In 1 Kings 3, Solomon had recently become king and he asked God to “give Your servant an understanding heart to judge Your people to discern between good and evil. For who is able to judge this great people of Yours?” He understood that if he was going to be a successful leader, he needed this ability and he didn’t have it. God blessed Solomon with a wise and discerning heart, and also with both riches and honor. As a result, Solomon became world renowned for his wisdom and his wealth, God’s personal gifts to Solomon.
Trained in Righteousness
In the New Testament age, believers have access to this gift to discern good and evil. The writer of Hebrews gives us insight into the importance and the process of discerning good and evil. In Hebrews 5:11-12, he recognizes Hebrew Christians as having become dull of hearing, “For though by this time you ought to be teachers, you have need again for someone to teach you the elementary principles of the oracles of God, and you have come to need milk and not solid food.” Growing in discernment of good and evil is directly related to a growing capacity for the Word of God and in particular, God’s righteousness. These Christians were not accustomed to and inexperienced in the word of righteousness, that is, the goal of living in God’s righteousness (verse 13); they were still infants.
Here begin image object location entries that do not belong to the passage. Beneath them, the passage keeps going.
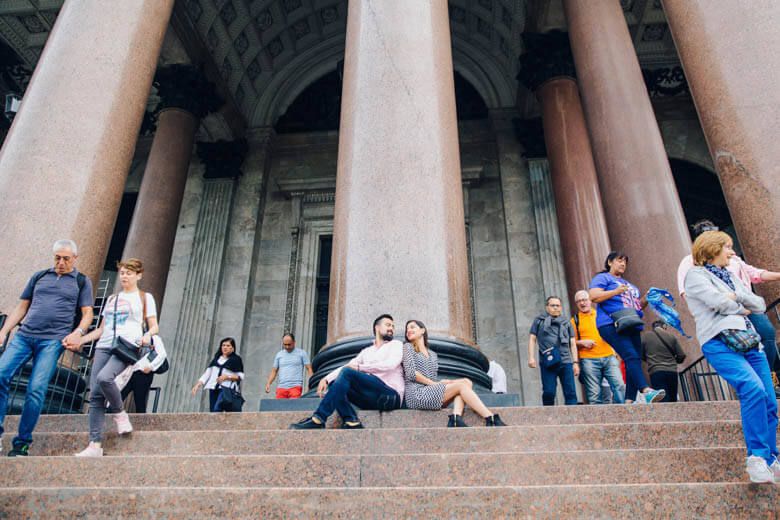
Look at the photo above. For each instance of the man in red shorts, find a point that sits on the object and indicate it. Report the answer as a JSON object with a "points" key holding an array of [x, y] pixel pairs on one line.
{"points": [[289, 364]]}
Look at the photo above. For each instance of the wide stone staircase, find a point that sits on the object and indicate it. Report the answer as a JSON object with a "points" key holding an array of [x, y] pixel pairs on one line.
{"points": [[681, 460]]}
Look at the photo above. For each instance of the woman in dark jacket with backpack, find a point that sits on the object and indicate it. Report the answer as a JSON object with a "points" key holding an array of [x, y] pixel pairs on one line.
{"points": [[226, 371]]}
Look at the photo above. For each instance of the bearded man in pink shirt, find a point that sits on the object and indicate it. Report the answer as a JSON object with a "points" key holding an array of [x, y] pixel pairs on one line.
{"points": [[373, 380]]}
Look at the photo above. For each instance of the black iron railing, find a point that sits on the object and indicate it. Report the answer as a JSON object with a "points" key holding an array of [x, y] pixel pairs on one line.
{"points": [[67, 391], [700, 382]]}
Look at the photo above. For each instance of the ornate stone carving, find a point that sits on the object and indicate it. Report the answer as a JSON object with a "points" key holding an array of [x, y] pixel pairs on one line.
{"points": [[666, 82], [546, 56], [531, 135], [222, 159], [185, 87]]}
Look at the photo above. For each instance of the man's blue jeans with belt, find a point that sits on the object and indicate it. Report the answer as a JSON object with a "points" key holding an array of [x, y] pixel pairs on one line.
{"points": [[366, 391], [44, 353]]}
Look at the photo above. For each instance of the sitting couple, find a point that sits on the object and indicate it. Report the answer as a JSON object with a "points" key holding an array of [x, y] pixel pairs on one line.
{"points": [[381, 375]]}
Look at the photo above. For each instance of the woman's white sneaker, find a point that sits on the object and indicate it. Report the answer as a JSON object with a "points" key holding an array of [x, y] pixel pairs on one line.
{"points": [[759, 470], [775, 469], [123, 425], [93, 450]]}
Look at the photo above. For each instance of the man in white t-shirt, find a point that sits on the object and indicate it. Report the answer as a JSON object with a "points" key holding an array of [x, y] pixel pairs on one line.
{"points": [[290, 364]]}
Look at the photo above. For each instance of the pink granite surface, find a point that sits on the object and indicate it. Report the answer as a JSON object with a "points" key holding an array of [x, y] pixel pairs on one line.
{"points": [[404, 440], [637, 502]]}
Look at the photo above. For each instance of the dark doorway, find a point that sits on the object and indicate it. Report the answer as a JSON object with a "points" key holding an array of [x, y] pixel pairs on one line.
{"points": [[121, 229], [701, 195], [323, 293]]}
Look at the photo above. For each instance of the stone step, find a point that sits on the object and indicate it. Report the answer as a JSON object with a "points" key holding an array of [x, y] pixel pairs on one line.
{"points": [[638, 502], [407, 440], [583, 414], [407, 470]]}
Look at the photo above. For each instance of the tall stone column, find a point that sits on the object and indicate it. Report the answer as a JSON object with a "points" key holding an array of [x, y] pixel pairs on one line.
{"points": [[399, 243], [729, 53], [644, 216], [65, 160], [547, 69], [186, 97], [195, 326]]}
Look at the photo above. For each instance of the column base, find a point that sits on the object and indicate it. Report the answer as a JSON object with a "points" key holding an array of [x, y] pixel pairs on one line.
{"points": [[456, 360]]}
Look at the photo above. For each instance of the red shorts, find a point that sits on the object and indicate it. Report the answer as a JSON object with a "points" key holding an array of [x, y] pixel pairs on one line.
{"points": [[289, 393]]}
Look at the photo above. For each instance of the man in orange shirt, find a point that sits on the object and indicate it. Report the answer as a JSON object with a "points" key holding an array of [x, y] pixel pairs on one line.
{"points": [[597, 359]]}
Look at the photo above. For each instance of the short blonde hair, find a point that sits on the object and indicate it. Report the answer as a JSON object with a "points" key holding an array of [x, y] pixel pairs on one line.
{"points": [[709, 245], [131, 264]]}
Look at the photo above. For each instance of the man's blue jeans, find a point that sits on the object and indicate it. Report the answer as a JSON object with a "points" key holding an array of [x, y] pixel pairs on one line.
{"points": [[565, 373], [366, 391], [596, 369], [748, 373], [44, 353]]}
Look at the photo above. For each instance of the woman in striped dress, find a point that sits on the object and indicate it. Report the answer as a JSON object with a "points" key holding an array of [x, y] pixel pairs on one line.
{"points": [[424, 392]]}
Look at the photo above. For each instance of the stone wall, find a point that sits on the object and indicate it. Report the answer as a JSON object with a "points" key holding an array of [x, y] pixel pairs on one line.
{"points": [[265, 281]]}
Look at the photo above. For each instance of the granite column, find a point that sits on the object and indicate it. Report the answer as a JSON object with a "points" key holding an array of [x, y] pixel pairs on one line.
{"points": [[399, 243], [644, 215], [547, 69], [65, 160], [734, 75], [186, 97]]}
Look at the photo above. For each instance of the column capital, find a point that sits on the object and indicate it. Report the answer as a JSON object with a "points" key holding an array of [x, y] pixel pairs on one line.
{"points": [[185, 87], [531, 135], [547, 55], [222, 159]]}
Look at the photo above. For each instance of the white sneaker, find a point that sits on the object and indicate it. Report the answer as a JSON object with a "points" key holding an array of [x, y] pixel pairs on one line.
{"points": [[123, 425], [775, 468], [93, 450], [759, 470]]}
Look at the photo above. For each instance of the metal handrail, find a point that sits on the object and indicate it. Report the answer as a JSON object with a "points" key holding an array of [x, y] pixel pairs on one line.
{"points": [[699, 381]]}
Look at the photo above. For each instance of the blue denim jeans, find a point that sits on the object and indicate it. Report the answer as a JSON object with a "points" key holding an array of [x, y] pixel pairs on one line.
{"points": [[628, 347], [44, 353], [748, 373], [593, 370], [366, 391], [565, 373], [766, 330]]}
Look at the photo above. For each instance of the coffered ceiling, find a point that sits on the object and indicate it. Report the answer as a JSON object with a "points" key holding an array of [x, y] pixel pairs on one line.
{"points": [[266, 52]]}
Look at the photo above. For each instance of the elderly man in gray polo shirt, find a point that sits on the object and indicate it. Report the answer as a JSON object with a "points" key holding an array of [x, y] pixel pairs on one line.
{"points": [[48, 306]]}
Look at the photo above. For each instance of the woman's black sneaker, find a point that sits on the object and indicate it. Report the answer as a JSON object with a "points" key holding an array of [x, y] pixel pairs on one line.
{"points": [[308, 424], [19, 450], [494, 420], [456, 421]]}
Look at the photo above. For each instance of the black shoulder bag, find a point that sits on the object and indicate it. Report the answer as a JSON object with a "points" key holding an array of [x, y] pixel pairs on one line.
{"points": [[229, 398], [129, 353]]}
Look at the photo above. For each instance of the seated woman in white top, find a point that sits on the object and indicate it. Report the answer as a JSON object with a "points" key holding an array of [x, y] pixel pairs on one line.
{"points": [[226, 369]]}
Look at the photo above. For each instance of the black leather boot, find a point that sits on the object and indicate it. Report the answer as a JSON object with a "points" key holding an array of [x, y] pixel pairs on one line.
{"points": [[456, 421], [494, 420]]}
The key to the whole thing is found in verse 14, “But solid food is for the mature, who because of practice have their senses trained to discern good and evil,” who have the ability to make appropriate moral choices. Kenneth Wuest translates the verse this way: “But solid food belongs to those who are [spiritually] mature, to those who on account of long usage have their powers of perception exercised to the point where they are able to discriminate between both that which is good in character and that which is evil.”
This Greek word for exercised is a metaphor taken from the athlete or contenders in the Grecian games, who were wont to employ all their powers, skill, and agility in mock fights, running, wrestling, etc., that they might be the better prepared for the actual contests when they took place. It speaks to the fact that the application of God’s Word is a participation sport and requires a full commitment to the excellence God has called us to. It represents not just traditional religious activity, but may also encompass simple things like how we speak to someone in the grocery check-out lane. In Romans 1:17, “For in it [the gospel] the righteousness of God is revealed from faith to faith; as it is written, “BUT THE RIGHTEOUS man SHALL LIVE BY FAITH.” Living in God’s righteousness is a moment-by-moment event and revealed from faith to faith.
Hebrews 6:1 continues the process in this way, “Therefore leaving the elementary teaching about the Christ, let us press on [be carried forward] to maturity, not laying again a foundation of repentance from dead works and of faith toward God.” This verb is a present passive subjunctive and could be better translated “let us be carried” and gives the thought of personal surrender to an active influence. It means that God is moving forward those who are committed to the process of maturity. This is the wonder of the spiritual life. God provides the energy, we accept the process.
“Do not be overcome by evil, but overcome evil with good” (Romans 12:21). Discerning good and evil allows the believer to recognize the warfare and therefore to be able to overcome evil with good.